Masters Theses

Date of Award


Degree Type


Degree Name

Master of Science


Environmental Engineering

Major Professor

Qiang He

Committee Members

Chris Cox, Kimberly Carter


Chlorine disinfection of drinking waters is responsible for the standard of health we enjoy today and the eradication of waterborne disease. Chlorine also reacts with natural organic matter (NOM) to form disinfection byproducts (DBPs) which have been linked to cancer as well as reproductive and developmental issues. The exact mechanism for formation of regulated DBPs, trihalomethanes (THMs) and haloacetic acids (HAAs), is unknown.
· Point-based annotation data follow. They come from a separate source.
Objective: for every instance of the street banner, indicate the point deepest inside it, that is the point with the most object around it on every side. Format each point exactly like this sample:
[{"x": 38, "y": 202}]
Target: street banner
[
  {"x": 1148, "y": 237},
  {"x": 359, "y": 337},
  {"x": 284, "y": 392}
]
The literature has identified relationships between DBP formation and, most notably, characteristics of NOM, chlorine contact time, temperature, pH [negative log of hydrogen ion concentration], and chlorine dose. This study develops models both specific to individual utilities, and general to utilities with surface water sources using NaClO [sodium hypochlorite] for disinfection within the geographic region of East Tennessee. The study utilizes existing data from four utilities collected for compliance with regulations. Calibrated hydraulic models of the four distribution systems are employed to accurately determine water age (chlorine contact time) in the distribution system, often a limitation of field scale models. Multivariate power functions predict THMs and HAAs for individual utilities and across utilities with similar raw water characteristics and treatment processes. R2 [coefficient of determination] ranges from 0.52 to 0.80. Developed models account for actual distribution system conditions, including water age, and predict THM and HAA levels for the four utilities with a higher R2 value than applicable existing lab scale and field scale models. Results arm utilities with strategies to develop specific DBP models using existing data, control DBP levels, improve quality of drinking water, and achieve compliance with regulations.